American exceptionalism was certainly on display on May 1, 2020, when a 43-year-old security guard at a Family Dollar store in Michigan was shot and killed after informing a customer that her child was required to wear a face mask to enter the establishment. Anyway, the revocation of mask mandates has perhaps at least somewhat assuaged concerns among the US populace that a “communist dictatorship” is being imposed on the nation.

Never mind that communist Cuba was able to lift its own mask mandate on May 31, 2022, after vaccinating nearly 95 percent of its people – according to Reuters – with homegrown Cuban vaccines, and registering only two COVID deaths the whole month. I spent February 2022 in Havana, and witnessed the rigorous and unquestioning respect for public health efforts in a society where preventive medicine and a focus on collective wellbeing, rather than elite despotism, have produced impressive health achievements – despite Cuba’s existence under punitive US embargo for more than six decades.

In the US, on the other hand, Wallace commented to me that “from the far right to a libertarian left, ending mask mandates is embraced as a blow against communitarianism” – which amounts to a blow against the “very notion of society”. So much for the future.

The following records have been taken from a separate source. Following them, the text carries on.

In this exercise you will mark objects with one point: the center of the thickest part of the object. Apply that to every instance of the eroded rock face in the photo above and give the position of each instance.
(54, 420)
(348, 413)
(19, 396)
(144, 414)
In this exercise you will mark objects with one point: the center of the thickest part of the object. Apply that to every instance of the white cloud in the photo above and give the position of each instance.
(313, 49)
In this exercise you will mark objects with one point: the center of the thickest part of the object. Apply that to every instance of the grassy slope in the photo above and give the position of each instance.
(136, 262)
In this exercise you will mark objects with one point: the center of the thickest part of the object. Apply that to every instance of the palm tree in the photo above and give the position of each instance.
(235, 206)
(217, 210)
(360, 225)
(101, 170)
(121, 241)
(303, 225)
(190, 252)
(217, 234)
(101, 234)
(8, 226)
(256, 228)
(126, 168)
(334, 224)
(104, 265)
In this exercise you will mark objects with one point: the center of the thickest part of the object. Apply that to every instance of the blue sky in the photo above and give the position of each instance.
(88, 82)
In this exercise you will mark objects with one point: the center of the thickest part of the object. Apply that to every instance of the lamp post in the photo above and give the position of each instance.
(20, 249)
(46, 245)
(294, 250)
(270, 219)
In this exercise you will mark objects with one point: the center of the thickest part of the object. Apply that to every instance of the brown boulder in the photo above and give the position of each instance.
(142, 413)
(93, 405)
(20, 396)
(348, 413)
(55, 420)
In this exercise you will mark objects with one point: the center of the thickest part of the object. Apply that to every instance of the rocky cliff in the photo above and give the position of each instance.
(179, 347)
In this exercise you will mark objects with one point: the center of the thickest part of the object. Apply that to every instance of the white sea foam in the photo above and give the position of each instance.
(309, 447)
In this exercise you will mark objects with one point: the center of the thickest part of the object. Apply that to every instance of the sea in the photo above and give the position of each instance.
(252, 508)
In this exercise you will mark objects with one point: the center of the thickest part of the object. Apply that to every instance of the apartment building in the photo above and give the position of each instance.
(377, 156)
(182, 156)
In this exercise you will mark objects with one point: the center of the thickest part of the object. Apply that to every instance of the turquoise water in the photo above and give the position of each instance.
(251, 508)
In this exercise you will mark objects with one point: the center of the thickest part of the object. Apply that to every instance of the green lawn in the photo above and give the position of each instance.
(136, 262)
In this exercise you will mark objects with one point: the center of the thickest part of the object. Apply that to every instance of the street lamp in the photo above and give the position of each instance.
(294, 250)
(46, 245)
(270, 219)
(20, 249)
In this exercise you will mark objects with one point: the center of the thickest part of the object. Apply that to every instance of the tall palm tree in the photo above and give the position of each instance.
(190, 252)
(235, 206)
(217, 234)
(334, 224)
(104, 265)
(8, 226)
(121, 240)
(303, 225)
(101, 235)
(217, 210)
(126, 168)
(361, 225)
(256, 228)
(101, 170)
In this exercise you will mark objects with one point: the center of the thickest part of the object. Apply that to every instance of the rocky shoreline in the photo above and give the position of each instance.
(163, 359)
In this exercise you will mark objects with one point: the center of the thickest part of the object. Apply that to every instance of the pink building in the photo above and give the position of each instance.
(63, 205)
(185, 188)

Europe, too, has fallen into line, suspending mask requirements for air travel as of May 16. As CNBC put it in an article published that same day: “There are hopes that the removal of mask-wearing mandates will be a shot in the arm to an aviation and tourism industry hit hard over the last two years.”

After all, industrial health is of paramount concern. If only there were a vaccine against capitalism.

Wallace emphasises that new COVID sub-variants are evolving on an almost weekly basis, in part an outcome of “ending these very mask mandates”. On my flight from Louisville to Newark, I counted maybe five masks; ditto for the flight from Geneva to Istanbul, where, upon my arrival, an Indian friend staying in the city announced that I was the first masked person he had seen “in weeks”.

Now, as mask-lessness becomes contagious and normalised in a world that is far from “normal” – in which 15 million people have already been killed by an entirely preventable pandemic – dying still sucks.

The views expressed in this article are the author’s own and do not necessarily reflect Al Jazeera’s editorial stance.